Curbing the growing angst and misinformation that was spreading in the Camp was high on the priority list for Angelique and other Community leaders. “Everyone turns to you for solutions,” she says. “Will the pandemic reach us? Will humanitarian agencies continue to support us, or will they flee? Are Africans immune to the virus?” are just some of the questions they received. This time, Angelique says, there were no easy answers!
Following discussions with UNHCR and other partners, the community leaders, led by Angelique, were tasked to support in disseminating approved World Health Organization and the Government COVID-19 messages to the community. Through weekly meetings, the leaders are informed of the latest developments, and they, in turn, passed this to the community through their vast networks.

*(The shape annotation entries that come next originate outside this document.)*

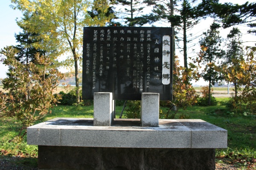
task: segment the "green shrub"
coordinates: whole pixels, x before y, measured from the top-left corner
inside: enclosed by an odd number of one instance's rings
[[[68,92],[65,93],[64,91],[61,91],[59,93],[59,94],[62,95],[62,99],[59,100],[60,103],[60,105],[72,105],[76,103],[76,96],[72,93]]]
[[[116,106],[122,106],[125,101],[125,100],[116,100]]]
[[[126,113],[128,119],[140,118],[140,100],[128,100],[126,103]]]

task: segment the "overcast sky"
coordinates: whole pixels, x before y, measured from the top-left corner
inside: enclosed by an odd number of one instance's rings
[[[233,3],[242,4],[248,1],[250,3],[255,2],[255,0],[220,0],[221,3],[225,2],[231,2]],[[16,33],[18,34],[21,30],[17,26],[15,20],[17,18],[20,18],[22,15],[18,10],[14,10],[9,6],[11,4],[10,0],[1,0],[0,6],[0,16],[1,16],[1,26],[0,27],[0,49],[3,48],[6,45],[15,45],[17,44],[14,34]],[[206,31],[209,26],[211,21],[209,20],[207,20],[201,22],[198,25],[198,30],[199,31]],[[239,28],[242,31],[245,33],[247,28],[245,27]],[[227,29],[225,31],[223,31],[222,36],[226,36],[229,32]],[[244,34],[243,35],[244,40],[251,40],[252,38],[255,38],[255,37],[252,35]],[[179,57],[182,60],[182,56]],[[182,62],[182,61],[181,61]],[[0,78],[6,77],[6,72],[7,70],[7,67],[2,64],[0,64]]]

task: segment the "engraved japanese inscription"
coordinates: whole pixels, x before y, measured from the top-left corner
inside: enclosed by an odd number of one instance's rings
[[[140,100],[142,93],[172,98],[172,28],[84,27],[82,97],[112,92]]]

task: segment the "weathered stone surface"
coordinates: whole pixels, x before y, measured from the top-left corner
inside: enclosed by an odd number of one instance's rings
[[[144,169],[143,149],[106,147],[102,150],[102,164],[105,170]]]
[[[56,118],[28,128],[27,142],[107,147],[227,147],[227,130],[202,120],[159,119],[158,127],[139,125],[139,119],[115,119],[113,126],[93,126],[93,119]]]
[[[145,170],[215,169],[214,149],[148,149]]]
[[[103,170],[102,148],[38,146],[41,169]]]
[[[151,149],[38,146],[40,169],[213,170],[214,149]]]
[[[142,126],[159,126],[159,94],[143,93],[140,109]]]
[[[112,93],[95,93],[94,126],[110,126],[113,119]]]
[[[28,128],[28,144],[60,146],[60,128]]]
[[[227,147],[227,130],[202,120],[177,120],[191,130],[191,148]]]

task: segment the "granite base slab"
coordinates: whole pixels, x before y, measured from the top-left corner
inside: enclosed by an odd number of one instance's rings
[[[38,146],[40,169],[213,170],[215,149]]]
[[[200,119],[159,119],[143,127],[139,119],[115,119],[112,126],[93,119],[57,118],[27,128],[28,144],[148,148],[220,148],[227,131]]]

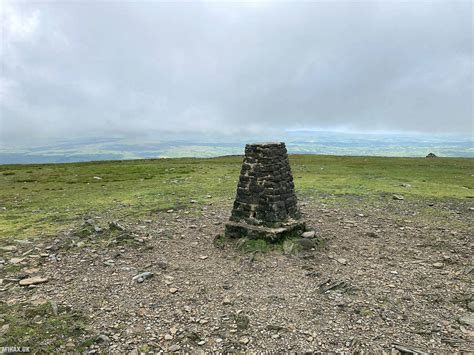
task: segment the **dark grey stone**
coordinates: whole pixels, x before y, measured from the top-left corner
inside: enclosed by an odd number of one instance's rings
[[[247,144],[226,235],[274,239],[304,231],[300,216],[285,143]]]

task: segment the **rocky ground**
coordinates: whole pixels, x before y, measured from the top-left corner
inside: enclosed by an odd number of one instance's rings
[[[317,243],[264,254],[214,243],[230,204],[91,216],[91,235],[4,246],[2,302],[81,314],[58,350],[474,352],[472,229],[453,227],[472,207],[444,226],[407,201],[301,209]]]

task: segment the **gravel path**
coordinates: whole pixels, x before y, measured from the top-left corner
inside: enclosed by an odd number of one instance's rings
[[[474,351],[472,230],[391,218],[391,205],[302,205],[325,247],[220,249],[213,239],[230,206],[164,211],[122,224],[138,246],[49,249],[38,262],[49,282],[4,295],[80,311],[102,335],[91,350]],[[144,271],[153,277],[132,280]]]

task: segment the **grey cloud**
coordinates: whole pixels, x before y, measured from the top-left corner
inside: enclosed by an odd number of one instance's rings
[[[472,3],[5,2],[0,139],[473,130]]]

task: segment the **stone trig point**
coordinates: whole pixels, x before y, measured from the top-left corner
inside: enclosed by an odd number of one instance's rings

“To ensure only the right information on COVID-19 reaches the population, we first verify the information and its sources before sharing with partners for dissemination and sensitization,” says Ms. Malika Shakya, UNHCR Associate Public Health Officer. “This has greatly helped to counter misinformation on the virus and reassure the community that the humanitarian partners will continue to support them,” she adds.
Some of the changes that have come with the virus have not been easy, but the community is aware of just how crucial it is to abide by them. “We have had to change the way we do things. We are now conducting our leaders’ coordination meetings by phone. Children are now learning how to read and write from home since the schools closed. We have also had to contend with fewer commodity varieties in the markets”, says Angelique.
“But as leaders, our message to the community is clear. We will only win the war against coronavirus if we all abide by the precautionary measures put in place - like regular hand washing and social distancing,” she adds.
In Tanzania, refugees have been integrated into the Kigoma Region’s COVID-19 Contingency Plan. Within the umbrella of this Plan and in close cooperation with the Refugee Services Department in the Ministry of Home Affairs and the Regional Authorities, UNHCR is coordinating and working with partners for camp level preparedness and response.